Aluminum anodizing: Constant current vs. controlling the voltage

A. To effectively run constant current/ASF anodizing you will need at least 60 volts to cover most alloys. Most alloys cap out somewhere in the 60s for voltages. To run ASF anodizing you will need to accurately calculate the SQ FT of the part tricky but not impossible. Take the SQ FT and multiply by 24 for 2000/7000 alloy and 30 for the rest. Set your voltage to full with AMPS at zero and slowly raise the AMPS to the total AMPS needed over 5-8 min. Hold for 24 min for 1 mil and 48 min for 2 mils. You should be close to thickness.

A. I work at a shop that anodizes aluminum parts for aircraft. Our solution is a Boric (7.5 g/l) sulfuric (45 g/l) mixture. Our tanks are 48 feet long so we can run large and small parts. The voltage we use is 15 ± 1 Volt. Since we do aircraft, we are rigid about our voltage staying within this range; failure to adhere causes decreased fatigue life, burns, etc. Our voltage range doesn't change regardless of the size of the part.

Voltage has never been a problem for us, rather, the problem is with the amount of amps we draw, i.e., work load. We've gone to a 10,000 Amp rectifier to remedy this.

I guess it depends on what type of anodizing you are trying to do. With other techniques, such as hard anodizing or chromic, the voltage ranges are different.

A. It has been my experience that if you can figure your work load, you are better off running by amps/sq.ft. Voltage can vary because of many different reasons ... Loose contacts, tank temperature, chemical concentration, size of work load, etc.

Voltage will change depending on what kind of anodizing you are doing.

A. Architectural sulfuric acid anodizing requires 1.0-1.5 Amperes per sq.dm and you will need 15-17 Volts DC when your solution contains 160-180 gpl sulfuric acid and 5-10 gpl Al(+3) between 18-20 °C. Lower the acid concentration or raise the Al content it requires more voltage which means loss of efficiency, a situation not wanted.

A. Good anodizing is done using current density (amps/sq. ft.). Voltage is merely the "driving force" and is dependent upon many parameters in the process. For this reason, it is not a good way to anodize.
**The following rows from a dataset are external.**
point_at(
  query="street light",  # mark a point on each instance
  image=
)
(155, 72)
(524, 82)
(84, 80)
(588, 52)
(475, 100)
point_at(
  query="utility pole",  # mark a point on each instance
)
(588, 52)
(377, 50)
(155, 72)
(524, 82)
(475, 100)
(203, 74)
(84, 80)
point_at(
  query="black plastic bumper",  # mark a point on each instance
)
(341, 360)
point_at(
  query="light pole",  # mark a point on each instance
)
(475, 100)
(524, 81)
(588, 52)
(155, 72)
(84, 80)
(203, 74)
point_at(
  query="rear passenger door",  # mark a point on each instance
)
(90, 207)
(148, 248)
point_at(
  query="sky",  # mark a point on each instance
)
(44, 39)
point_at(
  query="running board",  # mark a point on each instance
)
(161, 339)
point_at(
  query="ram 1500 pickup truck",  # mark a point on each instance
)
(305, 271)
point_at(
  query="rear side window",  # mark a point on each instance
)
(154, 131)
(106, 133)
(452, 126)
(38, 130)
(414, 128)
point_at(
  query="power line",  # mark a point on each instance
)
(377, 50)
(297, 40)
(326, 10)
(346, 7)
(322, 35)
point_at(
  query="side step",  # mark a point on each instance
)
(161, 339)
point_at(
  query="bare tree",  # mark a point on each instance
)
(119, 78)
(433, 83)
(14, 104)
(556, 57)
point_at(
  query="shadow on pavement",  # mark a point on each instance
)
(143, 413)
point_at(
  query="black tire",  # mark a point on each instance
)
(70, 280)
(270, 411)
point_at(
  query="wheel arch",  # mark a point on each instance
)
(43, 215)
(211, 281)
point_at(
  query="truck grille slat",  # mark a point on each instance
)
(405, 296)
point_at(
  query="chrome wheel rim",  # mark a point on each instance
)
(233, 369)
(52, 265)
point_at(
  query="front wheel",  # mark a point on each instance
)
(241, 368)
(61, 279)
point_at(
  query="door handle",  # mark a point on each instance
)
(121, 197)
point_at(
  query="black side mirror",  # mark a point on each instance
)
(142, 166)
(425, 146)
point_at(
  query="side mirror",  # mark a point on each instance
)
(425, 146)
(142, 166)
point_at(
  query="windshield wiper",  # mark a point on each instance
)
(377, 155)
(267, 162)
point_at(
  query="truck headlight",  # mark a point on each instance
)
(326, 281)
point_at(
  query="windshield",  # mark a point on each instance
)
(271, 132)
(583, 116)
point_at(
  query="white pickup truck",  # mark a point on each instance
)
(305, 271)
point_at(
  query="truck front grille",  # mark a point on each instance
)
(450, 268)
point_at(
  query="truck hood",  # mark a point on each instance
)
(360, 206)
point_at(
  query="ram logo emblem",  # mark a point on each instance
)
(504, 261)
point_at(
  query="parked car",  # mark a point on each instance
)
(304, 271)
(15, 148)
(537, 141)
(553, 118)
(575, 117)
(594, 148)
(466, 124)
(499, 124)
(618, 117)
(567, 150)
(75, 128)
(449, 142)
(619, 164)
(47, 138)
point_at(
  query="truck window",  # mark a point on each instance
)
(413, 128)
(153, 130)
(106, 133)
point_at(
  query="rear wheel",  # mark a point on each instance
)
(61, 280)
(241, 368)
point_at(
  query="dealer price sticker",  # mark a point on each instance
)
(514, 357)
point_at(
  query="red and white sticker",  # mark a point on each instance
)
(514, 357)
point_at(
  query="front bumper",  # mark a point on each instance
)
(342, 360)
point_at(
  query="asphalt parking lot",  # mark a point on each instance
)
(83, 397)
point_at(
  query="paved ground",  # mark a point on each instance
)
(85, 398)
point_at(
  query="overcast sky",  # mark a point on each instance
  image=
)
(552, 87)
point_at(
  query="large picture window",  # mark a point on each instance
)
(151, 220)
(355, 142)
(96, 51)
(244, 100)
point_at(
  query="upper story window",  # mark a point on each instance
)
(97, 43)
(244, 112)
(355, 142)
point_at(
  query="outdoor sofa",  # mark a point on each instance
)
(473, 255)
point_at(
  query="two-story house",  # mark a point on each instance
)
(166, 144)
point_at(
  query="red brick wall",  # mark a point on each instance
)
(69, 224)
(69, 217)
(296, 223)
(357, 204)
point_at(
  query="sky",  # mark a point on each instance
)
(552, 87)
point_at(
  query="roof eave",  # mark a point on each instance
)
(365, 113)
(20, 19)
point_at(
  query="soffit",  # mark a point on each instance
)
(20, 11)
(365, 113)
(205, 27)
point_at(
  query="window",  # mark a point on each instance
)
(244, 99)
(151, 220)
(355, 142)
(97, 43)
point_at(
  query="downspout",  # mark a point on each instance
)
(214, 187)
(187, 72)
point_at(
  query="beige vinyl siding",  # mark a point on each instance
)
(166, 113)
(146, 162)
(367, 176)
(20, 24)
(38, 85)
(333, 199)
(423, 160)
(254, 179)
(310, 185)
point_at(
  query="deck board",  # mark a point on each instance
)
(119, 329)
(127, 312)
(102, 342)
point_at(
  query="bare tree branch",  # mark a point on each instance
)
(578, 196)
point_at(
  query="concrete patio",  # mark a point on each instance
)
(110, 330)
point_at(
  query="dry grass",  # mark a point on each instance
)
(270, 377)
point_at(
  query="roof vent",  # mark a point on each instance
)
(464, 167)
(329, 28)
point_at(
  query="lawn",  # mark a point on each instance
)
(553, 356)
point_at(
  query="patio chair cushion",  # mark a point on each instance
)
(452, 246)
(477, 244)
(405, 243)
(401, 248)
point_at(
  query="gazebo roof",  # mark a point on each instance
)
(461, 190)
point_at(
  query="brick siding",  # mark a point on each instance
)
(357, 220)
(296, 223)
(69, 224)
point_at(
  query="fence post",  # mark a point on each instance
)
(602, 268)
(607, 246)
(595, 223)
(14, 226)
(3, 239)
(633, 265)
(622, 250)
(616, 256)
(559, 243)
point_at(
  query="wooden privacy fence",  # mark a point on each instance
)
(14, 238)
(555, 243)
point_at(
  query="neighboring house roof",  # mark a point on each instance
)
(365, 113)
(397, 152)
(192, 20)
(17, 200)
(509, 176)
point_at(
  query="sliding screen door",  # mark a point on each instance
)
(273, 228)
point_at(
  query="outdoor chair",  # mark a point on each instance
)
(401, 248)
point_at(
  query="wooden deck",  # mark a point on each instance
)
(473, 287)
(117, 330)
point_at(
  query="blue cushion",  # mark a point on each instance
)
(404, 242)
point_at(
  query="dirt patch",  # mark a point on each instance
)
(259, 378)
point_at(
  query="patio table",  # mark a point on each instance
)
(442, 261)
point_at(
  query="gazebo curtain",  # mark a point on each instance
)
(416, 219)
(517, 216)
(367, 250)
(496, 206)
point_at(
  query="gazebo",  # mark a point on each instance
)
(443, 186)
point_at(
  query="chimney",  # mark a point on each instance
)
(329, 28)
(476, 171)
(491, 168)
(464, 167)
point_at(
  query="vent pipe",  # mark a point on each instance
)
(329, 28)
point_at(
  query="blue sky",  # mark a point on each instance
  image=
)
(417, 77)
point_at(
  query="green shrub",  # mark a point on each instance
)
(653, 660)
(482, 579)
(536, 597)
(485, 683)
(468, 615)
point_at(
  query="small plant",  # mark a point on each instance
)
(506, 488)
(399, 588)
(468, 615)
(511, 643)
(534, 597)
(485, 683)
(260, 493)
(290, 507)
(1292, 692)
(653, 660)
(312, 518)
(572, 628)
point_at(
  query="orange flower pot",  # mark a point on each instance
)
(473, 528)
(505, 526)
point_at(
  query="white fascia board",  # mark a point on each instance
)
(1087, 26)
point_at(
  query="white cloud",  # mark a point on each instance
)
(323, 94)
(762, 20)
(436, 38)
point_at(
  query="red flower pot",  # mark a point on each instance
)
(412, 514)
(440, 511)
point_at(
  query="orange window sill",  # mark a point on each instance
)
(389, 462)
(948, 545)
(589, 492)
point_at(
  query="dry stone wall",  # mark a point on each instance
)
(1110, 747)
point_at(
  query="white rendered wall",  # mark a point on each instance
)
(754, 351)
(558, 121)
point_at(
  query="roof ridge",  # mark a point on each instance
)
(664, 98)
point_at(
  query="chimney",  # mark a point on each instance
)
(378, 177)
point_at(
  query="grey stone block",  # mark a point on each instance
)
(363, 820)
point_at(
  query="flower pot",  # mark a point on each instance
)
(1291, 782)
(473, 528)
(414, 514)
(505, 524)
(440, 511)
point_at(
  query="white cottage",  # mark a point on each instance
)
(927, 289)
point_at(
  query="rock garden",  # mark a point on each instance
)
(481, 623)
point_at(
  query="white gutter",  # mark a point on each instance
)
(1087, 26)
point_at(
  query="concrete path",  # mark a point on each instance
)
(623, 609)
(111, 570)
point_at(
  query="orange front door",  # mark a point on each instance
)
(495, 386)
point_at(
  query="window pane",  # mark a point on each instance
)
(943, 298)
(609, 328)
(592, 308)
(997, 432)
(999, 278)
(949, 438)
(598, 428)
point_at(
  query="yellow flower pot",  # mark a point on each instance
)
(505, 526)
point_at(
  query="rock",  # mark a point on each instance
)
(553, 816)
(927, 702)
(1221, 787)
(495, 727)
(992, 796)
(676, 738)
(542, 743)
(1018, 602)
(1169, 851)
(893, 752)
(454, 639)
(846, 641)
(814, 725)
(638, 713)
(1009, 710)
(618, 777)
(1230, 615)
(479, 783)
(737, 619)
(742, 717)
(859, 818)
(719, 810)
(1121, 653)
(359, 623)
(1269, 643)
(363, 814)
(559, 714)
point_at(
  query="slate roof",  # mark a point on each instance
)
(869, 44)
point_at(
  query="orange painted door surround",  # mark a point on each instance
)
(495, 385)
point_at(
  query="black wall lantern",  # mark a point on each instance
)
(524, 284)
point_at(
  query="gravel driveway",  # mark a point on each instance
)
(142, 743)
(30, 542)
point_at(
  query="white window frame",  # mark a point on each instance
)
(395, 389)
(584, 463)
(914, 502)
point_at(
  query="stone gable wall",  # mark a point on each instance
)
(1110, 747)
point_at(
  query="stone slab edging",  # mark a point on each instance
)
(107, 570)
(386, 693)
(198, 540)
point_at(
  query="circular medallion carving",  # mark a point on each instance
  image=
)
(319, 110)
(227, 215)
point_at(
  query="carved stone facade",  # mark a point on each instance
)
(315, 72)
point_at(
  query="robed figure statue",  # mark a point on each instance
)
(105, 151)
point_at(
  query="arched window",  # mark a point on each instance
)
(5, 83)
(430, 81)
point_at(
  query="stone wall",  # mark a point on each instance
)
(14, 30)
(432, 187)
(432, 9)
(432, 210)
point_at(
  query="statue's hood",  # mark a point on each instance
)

Those using constant voltage apply an anodic oxide that is formed from decaying current density because the oxide is a resistor and needs the "driving force" to maintain the required amperage.

This constant voltage anodizing can cause soft coatings, poor dyeability, poor seal (poor corrosion resistance) and usually greatly extends the anodize time.

My advice is to learn to anodize using current density and you will be far ahead.

A. Anodizing is theoretically by Current Density. I know a lot of anodizers that these many volts at this much time on this type of alloy will get you this thickness of coating; these numbers vary per shop and all ref. current densities

A. The following equation may help you: H = 0.4 * W * T * J/F

where H is layer thickness in microns
W is Anodic efficiency
T is time in minutes
J is total current (amperage) in amperes
F is surface area in sq.dm

(Anodic efficiency is around 65%)

A. I would suggest using the 720 rule. Try using this formula:

Square feet x Amps / Square foot = Anodizing Amps
Example (500ft2 x 20 amps/ft2 = 10,000 Anodizing Amps)

Square feet x Mill Required
___________________________
Anodize Amps x 720 = Anodize Time

Example-
500ft2 x .70 Mills Required
___________________________
10,000 Anodize Amps x 720 = 25 minutes Anodize Time

This should get you very close depending of course on tank temp or part thickness.

A. Check out http://www.sic.shibaura-it.ac.jp/~sato/lab/plaza/chap328.html, it may have what you're looking for. "Anodizer's Plaza" --> 100 Q and A --> question 28.

Ed. update: We also loved Anodizer's Plaza, but it no longer exists :-(

A. Hi Jan

Perhaps you will have difficulties with finding a book, even though I think this is mentioned in Wernick, Pinner and Sheasby's bible. ⇨
It can be explained very easy by the resistance of the formed oxide layer.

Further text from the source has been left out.